Founded in 2002, Griaule develops solutions for facial recognition, fingerprinting, palmprinting, newborn identification, iris and latent print recognition, using technologies such as artificial intelligence and machine learning in big data systems capable of processing billions of pieces of data. According to CEO João Weber, who has been in charge for two years, the company provides technology for large-scale projects, often involving long negotiation and implementation cycles. Before him, the position was held by Iron Daher, the company's founder and now a board member.

Among the major projects already carried out is that of the Superior Electoral Court (TSE), which maintains one of the largest biometric databases in the world, gathering information on around 120 million people, with ten fingerprints for each individual. This means that, with each new registration, the system needs to check more than 1.2 billion fingerprints in a few seconds to prevent fraud. Another major client is the Pentagon, home of the US Department of Defense. In 2018, Griaule won an international tender for a project that brought together all forms of biometric identification, gathering data on 85 million citizens of Iraq and Afghanistan, in partnership with local governments. The aim was to facilitate the identification of people linked to terrorist activities by analyzing fragments of artifacts such as bombs to identify who had handled them.

These two cases - one civil and one criminal - reflect the company's two main sources of revenue, which have grown equally and led to a 35% increase in turnover in 2021. In Brazil, Griaule's technology is used by institutions such as Santander, Caixa Econômica Federal, the Brazilian Army and public security departments in several states, including Santa Catarina, Paraná, Minas Gerais and the Federal District. Abroad, with a presence in 70 countries, the company serves the US Department of Homeland Security (DHS), the Israeli government and the state of Chihuahua in Mexico, where its technology helps to recognize corpses in conflicts linked to drug trafficking.

Griaule's focus, according to Weber, is to be a supplier of cutting-edge technology, investing heavily in research and development in all areas of biometric identification, whether by fingerprint, facial recognition, iris or fragments. A recent milestone was the approval of its latent print identification technology by the US National Institute of Standards and Technology (NIST), making it the first solution globally validated by the body, which is the world's leading reference in biometric certification.

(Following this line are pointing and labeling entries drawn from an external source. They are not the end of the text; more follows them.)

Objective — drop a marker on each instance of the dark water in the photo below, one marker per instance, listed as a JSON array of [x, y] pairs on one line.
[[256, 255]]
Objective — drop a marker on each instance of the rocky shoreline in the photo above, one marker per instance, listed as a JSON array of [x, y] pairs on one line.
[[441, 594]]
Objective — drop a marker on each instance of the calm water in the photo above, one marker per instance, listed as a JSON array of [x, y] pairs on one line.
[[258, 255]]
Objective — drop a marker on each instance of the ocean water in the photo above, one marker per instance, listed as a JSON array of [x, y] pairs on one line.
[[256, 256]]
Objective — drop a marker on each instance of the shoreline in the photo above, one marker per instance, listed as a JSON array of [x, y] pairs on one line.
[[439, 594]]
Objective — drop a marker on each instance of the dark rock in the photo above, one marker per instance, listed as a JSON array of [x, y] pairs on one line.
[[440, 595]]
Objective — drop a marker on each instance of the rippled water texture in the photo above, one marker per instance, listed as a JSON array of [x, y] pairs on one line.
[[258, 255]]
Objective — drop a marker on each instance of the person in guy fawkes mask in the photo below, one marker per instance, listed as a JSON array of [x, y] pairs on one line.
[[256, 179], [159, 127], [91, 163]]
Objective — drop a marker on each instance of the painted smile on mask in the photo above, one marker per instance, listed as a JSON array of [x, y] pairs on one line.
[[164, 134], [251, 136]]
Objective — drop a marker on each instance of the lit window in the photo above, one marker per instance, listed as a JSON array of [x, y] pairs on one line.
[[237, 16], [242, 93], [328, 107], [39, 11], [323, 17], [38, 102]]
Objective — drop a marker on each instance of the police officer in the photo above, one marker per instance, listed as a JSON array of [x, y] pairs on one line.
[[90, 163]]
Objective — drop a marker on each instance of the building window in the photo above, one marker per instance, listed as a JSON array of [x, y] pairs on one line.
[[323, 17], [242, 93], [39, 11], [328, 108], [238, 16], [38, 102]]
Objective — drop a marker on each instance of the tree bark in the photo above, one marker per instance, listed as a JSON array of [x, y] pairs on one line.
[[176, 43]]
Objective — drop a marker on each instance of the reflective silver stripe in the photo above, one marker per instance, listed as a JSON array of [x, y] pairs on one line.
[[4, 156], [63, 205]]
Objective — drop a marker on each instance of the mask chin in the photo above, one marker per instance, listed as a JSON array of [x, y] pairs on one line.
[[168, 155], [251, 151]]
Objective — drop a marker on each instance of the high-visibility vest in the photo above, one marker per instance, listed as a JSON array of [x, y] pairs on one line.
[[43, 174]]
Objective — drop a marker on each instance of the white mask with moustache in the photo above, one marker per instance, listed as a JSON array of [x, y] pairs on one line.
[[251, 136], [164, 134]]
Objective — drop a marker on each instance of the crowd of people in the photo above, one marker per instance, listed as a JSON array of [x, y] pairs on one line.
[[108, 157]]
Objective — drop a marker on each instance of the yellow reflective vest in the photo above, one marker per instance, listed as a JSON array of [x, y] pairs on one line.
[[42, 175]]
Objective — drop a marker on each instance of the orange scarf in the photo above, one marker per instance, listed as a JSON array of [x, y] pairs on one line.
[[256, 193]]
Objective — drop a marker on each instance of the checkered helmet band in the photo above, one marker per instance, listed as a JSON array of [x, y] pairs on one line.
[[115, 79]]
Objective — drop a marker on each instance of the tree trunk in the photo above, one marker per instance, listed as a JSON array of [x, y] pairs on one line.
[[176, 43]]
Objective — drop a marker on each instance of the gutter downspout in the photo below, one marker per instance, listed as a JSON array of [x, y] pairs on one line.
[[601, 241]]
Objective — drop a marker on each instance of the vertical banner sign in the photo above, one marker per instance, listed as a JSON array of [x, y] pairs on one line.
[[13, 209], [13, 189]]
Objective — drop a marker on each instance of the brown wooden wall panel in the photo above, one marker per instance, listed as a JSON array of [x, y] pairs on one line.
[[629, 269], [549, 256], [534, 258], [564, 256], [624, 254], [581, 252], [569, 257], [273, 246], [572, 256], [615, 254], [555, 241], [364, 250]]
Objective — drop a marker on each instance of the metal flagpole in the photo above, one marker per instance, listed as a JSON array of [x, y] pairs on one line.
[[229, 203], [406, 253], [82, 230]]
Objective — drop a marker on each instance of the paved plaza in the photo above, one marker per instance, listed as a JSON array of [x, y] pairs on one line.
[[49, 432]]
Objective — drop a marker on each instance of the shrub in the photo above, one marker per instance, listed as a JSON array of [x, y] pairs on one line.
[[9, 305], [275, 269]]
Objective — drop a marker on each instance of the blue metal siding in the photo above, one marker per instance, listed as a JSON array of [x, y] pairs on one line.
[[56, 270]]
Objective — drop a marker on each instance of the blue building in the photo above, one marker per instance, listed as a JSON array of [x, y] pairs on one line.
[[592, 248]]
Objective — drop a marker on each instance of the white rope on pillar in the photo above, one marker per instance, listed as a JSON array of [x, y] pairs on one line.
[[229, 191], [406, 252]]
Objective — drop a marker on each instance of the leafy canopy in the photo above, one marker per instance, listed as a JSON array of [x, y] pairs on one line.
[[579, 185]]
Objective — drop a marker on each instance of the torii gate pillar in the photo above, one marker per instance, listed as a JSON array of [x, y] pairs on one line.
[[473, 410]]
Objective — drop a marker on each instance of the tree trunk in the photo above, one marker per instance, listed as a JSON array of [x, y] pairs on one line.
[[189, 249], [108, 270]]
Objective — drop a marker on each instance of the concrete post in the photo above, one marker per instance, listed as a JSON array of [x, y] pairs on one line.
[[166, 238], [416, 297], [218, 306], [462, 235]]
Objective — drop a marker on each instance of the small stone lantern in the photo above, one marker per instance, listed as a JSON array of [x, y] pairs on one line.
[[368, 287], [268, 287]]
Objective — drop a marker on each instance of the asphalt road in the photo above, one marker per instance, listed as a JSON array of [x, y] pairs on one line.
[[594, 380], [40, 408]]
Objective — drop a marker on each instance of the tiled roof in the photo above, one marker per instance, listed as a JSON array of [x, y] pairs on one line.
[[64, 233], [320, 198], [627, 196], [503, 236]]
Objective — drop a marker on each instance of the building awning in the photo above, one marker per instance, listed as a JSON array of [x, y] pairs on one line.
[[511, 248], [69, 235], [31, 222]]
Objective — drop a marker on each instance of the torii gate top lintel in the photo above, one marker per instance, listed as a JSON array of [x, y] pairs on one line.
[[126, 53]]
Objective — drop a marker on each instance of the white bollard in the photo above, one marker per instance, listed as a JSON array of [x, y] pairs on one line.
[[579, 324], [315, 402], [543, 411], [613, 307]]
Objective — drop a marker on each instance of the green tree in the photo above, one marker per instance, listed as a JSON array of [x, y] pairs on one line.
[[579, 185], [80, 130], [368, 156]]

Although it has always been active in the international market since its creation at Unicamp in 2002, the company stepped up its global presence in 2016, when it opened an office in the United States, which resulted in a contract with the Pentagon. In 2020, it opened a unit in Lisbon to capture projects in Europe, and in 2021 it opened another office in Mexico City to serve Spanish-speaking countries in Latin America. Currently, around 10% of its turnover is allocated to international projects, especially in the criminal segment, which is considered a highly sophisticated and little-explored niche. Weber, who has a degree in electrical engineering, joined the company in 2015 as strategic project manager and took over as president in July 2021.